Johnny Just Come: My first month in America

It has been a crazy four weeks here in Boston! A roller coaster really. I have had my plate full with integrating at MIT and The Boston Globe. At MIT, I have the opportunity of taking classes as an observer and I am even allowed to cross-register at Harvard Kennedy School (Wow, right?).

I want to tell you more about Boston, but I’ll confess, I have not been on my best tourist behaviour. Outside of these three wonderful but crazy-busy places, I haven’t had the time to visit many places except the malls for some warm clothes (Boston is cccold!). I don’t yet have a feel of Boston, the feel that will help me describe it authoritatively to you. In other words, I remain a ‘Johnny Just Come,’ a term Nigerians affectionately use for newcomers. But I’m working on changing all of that this month, I promise.

I can tell you about Washington though. I was there for a week to meet with the lovely people at the IWMF and had a few days to myself. I took advantage of the free time and visited the cool TV girls, Malika Bilal and Femi Oke, hosts of The Stream on Al Jazeera network. I shadowed Malika for a day and got to see the show’s behind the scenes. It was thrilling to sit at the pre-meetings, makeup sessions and rehearsals. I watched the show from the control room and got dazzled by all the lights and buttons. And then I got to sit with the team for more meetings. I have always admired The Stream, and the team there didn’t let me down. Everyone was welcoming. From the social producers to the researchers, they eagerly explained their work to me.

At Al Jazeera with Malika Bilal

There’s more. I branched at the offices of National Geographic (the museum and the publication), which have left me stunned to this day. Impressive interactive technology, history and science merge perfectly to give a wonderful experience here. If you are ever in Washington, I highly recommend a visit. There I met with the delightful Lori Cuthbert, a senior editor who I spoke to about future writing opportunities. (It has always been a dream to be published in Nat Geo.)

National Geographic offices in Washington D.C

And then I went on to have a really fun time with the warm team at Voice of America’s Africa Division. The experience transported me back home for a few hours because I once again heard a cacophony of Nigerian languages, and it was pure music to my ears. I enjoyed observing editorial meetings with the senior editors and another one with the Hausa team. Unexpectedly, I was interviewed by TV journalist Salem Solomon who’s from Eritrea. I had a good time on set talking about the Eritrea-Ethiopia tension and the future of democracy on the continent (I will share the link to the interview in coming posts).

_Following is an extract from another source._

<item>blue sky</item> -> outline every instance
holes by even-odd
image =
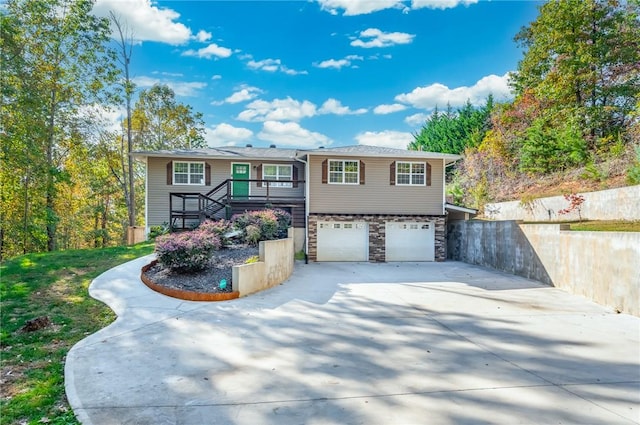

With Grace Alheri, a veteran broadcaster at Voice of America, Hausa Language service

Finally, I was a proper tourist in Washington. I walked past the White House and had a little tete-a-tete with Philipos Melaku-Bello, an activist who’s camped outside the House for 37 years. Then I visited the Lincoln Memorial where I was moved to tears by the legacy and story of this one man, so big, who, even though he refused to acknowledge it, has a big role to play in the emancipation of enslaved African Americans who were forcefully carted to the Americas, exactly 400 years ago this year. I saw a beautiful statue of Martin Luther King at the MLK Memorial and wondered at the determination, the sheer doggedness of this leader. I sat on the steps of the Lincoln Memorial, directly opposite the Reflecting Pool and asked myself “How did America go from Lincoln, from MLK to where it is now? And what are the consequences for all democratic nations in the world?” There have been many consequences certainly for Central American and African migrants who are finding it so hard to seek asylum here.

Lincoln Memorial

Martin Luther King granite statue at MLK Memorial

Speaking of Africa, I wrapped up my stay in Washington with a trip to the Museum of African American History. There is one word for this place: Mind-blowing. The sobering but illuminating history of slavery, segregation and the struggle for civil rights gave me a clear understanding of contemporary racial issues in America. The country has come a long way from those dark days, but there is certainly more work to be done.

The emancipation proclamation was issued by President Lincoln

As I said, I will tell you all about Boston and what I am up to here in the next post. Expect to read about proceedings at detention centres and how trophy-hunting in Africa (majorly by Americans) does next to nothing for the economy. For now, if you’ll excuse me, I will go check out the gym at MIT. I hear it may be free.